Am diesjährigen Bildrausch Filmfest in Basel lieft der neuste Film der britischen Regisseurin Joanna Hogg: ein schlaues und beunruhigendes Porträt der Mittelklasse. In unserem Interview spricht sie über die autobiografische sowie historische Hintergründe ihres Films The Souvenir, sowie über ihren Arbeitsprozess.
Filmbulletin: Frau Hogg, die Geschichte, die Sie in The Souvenir erzählen, ist zum Teil autobiografisch.

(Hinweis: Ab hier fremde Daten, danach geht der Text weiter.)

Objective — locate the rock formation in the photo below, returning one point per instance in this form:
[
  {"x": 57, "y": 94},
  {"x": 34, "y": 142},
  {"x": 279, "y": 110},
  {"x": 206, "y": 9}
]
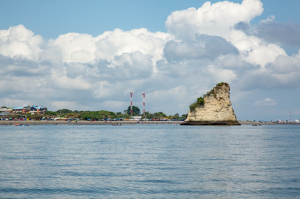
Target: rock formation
[{"x": 214, "y": 109}]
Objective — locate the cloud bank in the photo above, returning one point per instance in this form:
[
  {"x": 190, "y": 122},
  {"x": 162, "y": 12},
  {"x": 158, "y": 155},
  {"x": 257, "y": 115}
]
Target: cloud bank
[{"x": 202, "y": 47}]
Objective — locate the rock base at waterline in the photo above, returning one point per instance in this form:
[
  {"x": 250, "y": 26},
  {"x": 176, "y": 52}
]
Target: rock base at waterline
[{"x": 210, "y": 123}]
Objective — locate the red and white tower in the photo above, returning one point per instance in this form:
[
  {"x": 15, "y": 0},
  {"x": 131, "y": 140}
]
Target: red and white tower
[
  {"x": 144, "y": 103},
  {"x": 131, "y": 103}
]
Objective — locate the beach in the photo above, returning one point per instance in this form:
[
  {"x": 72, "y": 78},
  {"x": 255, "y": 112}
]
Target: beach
[{"x": 84, "y": 122}]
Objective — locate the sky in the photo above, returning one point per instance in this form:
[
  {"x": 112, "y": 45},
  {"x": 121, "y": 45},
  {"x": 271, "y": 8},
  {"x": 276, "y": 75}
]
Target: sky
[{"x": 89, "y": 55}]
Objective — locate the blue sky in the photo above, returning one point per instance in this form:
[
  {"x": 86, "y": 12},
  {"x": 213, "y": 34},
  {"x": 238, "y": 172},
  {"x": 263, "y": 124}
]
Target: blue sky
[
  {"x": 53, "y": 18},
  {"x": 89, "y": 56}
]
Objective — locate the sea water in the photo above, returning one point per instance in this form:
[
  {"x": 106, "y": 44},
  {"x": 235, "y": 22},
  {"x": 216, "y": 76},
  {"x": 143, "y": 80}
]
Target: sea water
[{"x": 149, "y": 161}]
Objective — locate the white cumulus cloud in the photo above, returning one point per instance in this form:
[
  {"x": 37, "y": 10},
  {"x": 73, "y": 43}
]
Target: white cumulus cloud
[{"x": 266, "y": 102}]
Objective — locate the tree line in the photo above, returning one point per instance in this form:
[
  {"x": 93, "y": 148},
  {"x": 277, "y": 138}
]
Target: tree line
[{"x": 99, "y": 115}]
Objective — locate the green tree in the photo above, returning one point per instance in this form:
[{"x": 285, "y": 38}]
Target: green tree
[
  {"x": 135, "y": 110},
  {"x": 63, "y": 111}
]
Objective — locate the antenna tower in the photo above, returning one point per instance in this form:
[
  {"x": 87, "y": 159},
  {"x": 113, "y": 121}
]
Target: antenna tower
[
  {"x": 131, "y": 103},
  {"x": 144, "y": 103}
]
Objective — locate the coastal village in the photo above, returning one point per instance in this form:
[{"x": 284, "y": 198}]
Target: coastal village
[{"x": 37, "y": 113}]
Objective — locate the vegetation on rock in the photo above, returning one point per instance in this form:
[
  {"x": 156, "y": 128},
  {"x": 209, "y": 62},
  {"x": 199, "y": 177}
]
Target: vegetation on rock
[{"x": 200, "y": 100}]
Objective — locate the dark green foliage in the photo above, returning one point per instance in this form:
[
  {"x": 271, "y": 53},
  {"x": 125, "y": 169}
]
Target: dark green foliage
[
  {"x": 198, "y": 103},
  {"x": 156, "y": 115},
  {"x": 135, "y": 110},
  {"x": 221, "y": 83},
  {"x": 51, "y": 113},
  {"x": 62, "y": 111},
  {"x": 97, "y": 115}
]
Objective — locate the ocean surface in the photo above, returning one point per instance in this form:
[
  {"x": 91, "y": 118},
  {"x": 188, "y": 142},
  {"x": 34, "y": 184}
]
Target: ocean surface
[{"x": 149, "y": 161}]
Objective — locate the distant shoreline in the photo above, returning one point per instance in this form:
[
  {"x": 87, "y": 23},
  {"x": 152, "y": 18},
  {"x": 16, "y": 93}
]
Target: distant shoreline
[{"x": 82, "y": 122}]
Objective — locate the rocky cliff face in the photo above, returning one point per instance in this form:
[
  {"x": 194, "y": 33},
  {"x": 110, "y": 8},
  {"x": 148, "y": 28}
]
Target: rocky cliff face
[{"x": 216, "y": 109}]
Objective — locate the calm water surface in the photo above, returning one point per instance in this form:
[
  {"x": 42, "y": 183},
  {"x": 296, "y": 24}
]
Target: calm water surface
[{"x": 149, "y": 161}]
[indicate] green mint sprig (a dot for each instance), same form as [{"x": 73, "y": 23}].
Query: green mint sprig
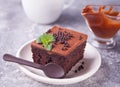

Wo genau hört die Realität auf, und wo fängt die Fiktion an?
Joanna Hogg: Es ist ein einziges Chaos, und ich kann Ihnen gar nicht sagen, was wahr ist und was nicht, weil ich selbst ständig irritiert bin, wenn ich ein Bild oder einen Ausschnitt aus dem Film sehe. Die Geschichte, das Apartment, in dem Julie lebt, all das basiert auf meiner Erinnerung an eine Erfahrung, die ich als junge Frau gemacht habe. Aber als ich den Castingprozess startete und mein Production Designer seine Arbeit machte, bekam der Film ein Eigenleben, in dem ich zwar einige Momente und bestimmte Einzelheiten wiedererkenne, anderes aber im positiven Sinne neu und fremd erscheint. Wenn ich den Film eine Weile nicht gesehen habe, ist die Verwirrung perfekt. Kurz: Es ist ein permanenter Prozess des Erinnerns und der Auseinandersetzung mit dem, was von der Realität hängen geblieben ist.
Filmbulletin: War es schwer für Sie, in die eigene Vergangenheit zurückzublicken?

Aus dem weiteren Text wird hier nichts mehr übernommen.